We will use sklearn’s feature selection capabilities for this through the SelectFromModel option. This will give us the ability to look at what features were used.

# Let's look at which features were the most important. Using select from model
model = SelectFromModel(RandomForestClassifier(n_estimators=200, random_state=42))
model.fit(X_train, Y_train)
model.get_support()[:5]
array([ True,  True, False, False,  True])

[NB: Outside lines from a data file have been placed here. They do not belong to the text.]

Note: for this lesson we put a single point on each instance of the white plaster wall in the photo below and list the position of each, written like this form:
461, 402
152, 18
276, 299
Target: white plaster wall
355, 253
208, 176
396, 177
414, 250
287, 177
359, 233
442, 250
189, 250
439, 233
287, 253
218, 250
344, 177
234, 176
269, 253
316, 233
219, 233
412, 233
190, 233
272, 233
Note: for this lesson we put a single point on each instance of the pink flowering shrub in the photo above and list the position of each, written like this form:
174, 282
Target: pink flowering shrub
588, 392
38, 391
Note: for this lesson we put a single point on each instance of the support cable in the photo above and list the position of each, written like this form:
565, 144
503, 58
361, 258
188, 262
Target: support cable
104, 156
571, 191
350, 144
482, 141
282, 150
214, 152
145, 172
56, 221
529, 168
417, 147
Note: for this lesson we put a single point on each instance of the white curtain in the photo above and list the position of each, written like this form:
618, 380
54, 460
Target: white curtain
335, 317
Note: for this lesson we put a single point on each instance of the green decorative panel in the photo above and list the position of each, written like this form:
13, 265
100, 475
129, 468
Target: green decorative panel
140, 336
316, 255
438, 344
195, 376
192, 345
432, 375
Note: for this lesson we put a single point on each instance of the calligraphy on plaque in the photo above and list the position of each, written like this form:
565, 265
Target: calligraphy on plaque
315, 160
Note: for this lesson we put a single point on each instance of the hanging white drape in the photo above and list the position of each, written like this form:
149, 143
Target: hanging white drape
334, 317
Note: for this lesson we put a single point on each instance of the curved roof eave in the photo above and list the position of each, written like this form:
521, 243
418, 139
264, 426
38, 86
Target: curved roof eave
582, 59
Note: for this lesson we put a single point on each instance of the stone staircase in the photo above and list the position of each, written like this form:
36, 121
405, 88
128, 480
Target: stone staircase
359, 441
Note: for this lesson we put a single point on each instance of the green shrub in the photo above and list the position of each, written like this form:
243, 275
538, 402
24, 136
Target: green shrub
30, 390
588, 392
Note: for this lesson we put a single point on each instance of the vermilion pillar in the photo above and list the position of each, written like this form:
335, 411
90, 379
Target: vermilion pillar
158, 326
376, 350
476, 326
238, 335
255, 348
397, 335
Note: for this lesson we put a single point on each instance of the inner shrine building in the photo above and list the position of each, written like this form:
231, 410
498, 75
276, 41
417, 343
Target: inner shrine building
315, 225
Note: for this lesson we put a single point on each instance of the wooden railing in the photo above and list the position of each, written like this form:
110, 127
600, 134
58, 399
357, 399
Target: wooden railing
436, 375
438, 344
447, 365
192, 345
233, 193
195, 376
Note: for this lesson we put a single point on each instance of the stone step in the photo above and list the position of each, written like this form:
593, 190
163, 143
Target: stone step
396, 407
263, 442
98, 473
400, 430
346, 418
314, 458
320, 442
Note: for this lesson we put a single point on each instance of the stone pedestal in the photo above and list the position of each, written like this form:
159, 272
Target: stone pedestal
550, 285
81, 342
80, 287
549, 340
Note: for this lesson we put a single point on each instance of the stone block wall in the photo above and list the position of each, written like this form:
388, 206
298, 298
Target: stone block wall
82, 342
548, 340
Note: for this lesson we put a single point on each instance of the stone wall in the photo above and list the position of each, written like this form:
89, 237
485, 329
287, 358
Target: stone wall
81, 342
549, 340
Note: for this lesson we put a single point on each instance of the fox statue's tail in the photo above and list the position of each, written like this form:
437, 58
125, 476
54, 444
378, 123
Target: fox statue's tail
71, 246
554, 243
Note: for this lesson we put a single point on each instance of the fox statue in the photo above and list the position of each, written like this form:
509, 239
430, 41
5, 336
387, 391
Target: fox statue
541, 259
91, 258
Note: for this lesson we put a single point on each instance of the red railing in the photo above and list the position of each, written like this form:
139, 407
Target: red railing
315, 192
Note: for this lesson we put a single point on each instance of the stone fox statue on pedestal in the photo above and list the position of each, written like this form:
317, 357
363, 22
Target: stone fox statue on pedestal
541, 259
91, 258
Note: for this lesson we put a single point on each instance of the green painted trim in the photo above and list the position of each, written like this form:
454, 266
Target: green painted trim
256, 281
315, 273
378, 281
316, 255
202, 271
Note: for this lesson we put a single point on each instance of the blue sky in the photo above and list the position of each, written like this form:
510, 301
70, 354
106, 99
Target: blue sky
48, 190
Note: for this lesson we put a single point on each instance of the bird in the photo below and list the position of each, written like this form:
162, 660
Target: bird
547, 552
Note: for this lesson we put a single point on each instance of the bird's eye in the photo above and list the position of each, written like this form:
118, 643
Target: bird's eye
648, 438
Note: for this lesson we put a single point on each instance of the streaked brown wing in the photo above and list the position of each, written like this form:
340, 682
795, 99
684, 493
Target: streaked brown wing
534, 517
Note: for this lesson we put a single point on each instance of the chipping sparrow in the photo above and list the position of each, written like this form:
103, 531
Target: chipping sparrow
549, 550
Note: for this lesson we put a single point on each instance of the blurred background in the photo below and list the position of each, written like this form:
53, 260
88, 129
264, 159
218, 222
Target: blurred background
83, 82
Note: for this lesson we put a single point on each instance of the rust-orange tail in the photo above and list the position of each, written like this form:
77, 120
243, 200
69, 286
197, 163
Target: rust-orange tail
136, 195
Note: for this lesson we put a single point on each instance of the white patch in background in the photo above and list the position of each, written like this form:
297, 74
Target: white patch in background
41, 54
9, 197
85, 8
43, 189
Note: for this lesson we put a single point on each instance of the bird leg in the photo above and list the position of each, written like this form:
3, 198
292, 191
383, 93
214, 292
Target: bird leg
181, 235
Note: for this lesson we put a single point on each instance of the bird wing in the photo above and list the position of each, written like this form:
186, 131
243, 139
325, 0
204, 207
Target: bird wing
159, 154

This tells us that 3 of the 5 features given were used by the model to perform the classification. This is useful, but we also want to know exactly which 3 features were used, and will have to display that.

# See which features were used by Random Forest
features = X_train.columns[(model.get_support())]
print(features)
Index(['Age', 'Na_to_K', 'BP_HIGH'], dtype='object')

The 3 features used were Age, Sodium to Potassium ratio, and BP_HIGH. These 3 features had the biggest impact in decision making, so they were used by the classifier. As we analyzed above from the plots, we saw how Age and the Sodium to Potassium ratio did seem to affect which drug was administered, so this was expected.

Let’s plot the distribution of our features importance, to see how important each was. We will set our nlargest to 3, so that our 3 main features will be displayed.

pd.Series(model.estimator_.feature_importances_, index=X.columns).nlargest(3).plot(kind='barh')
<Axes: >

It appears that the Sodium to Potassium ratio was by far the most important factor in the model’s classification, when it comes to deciding which drug to administer.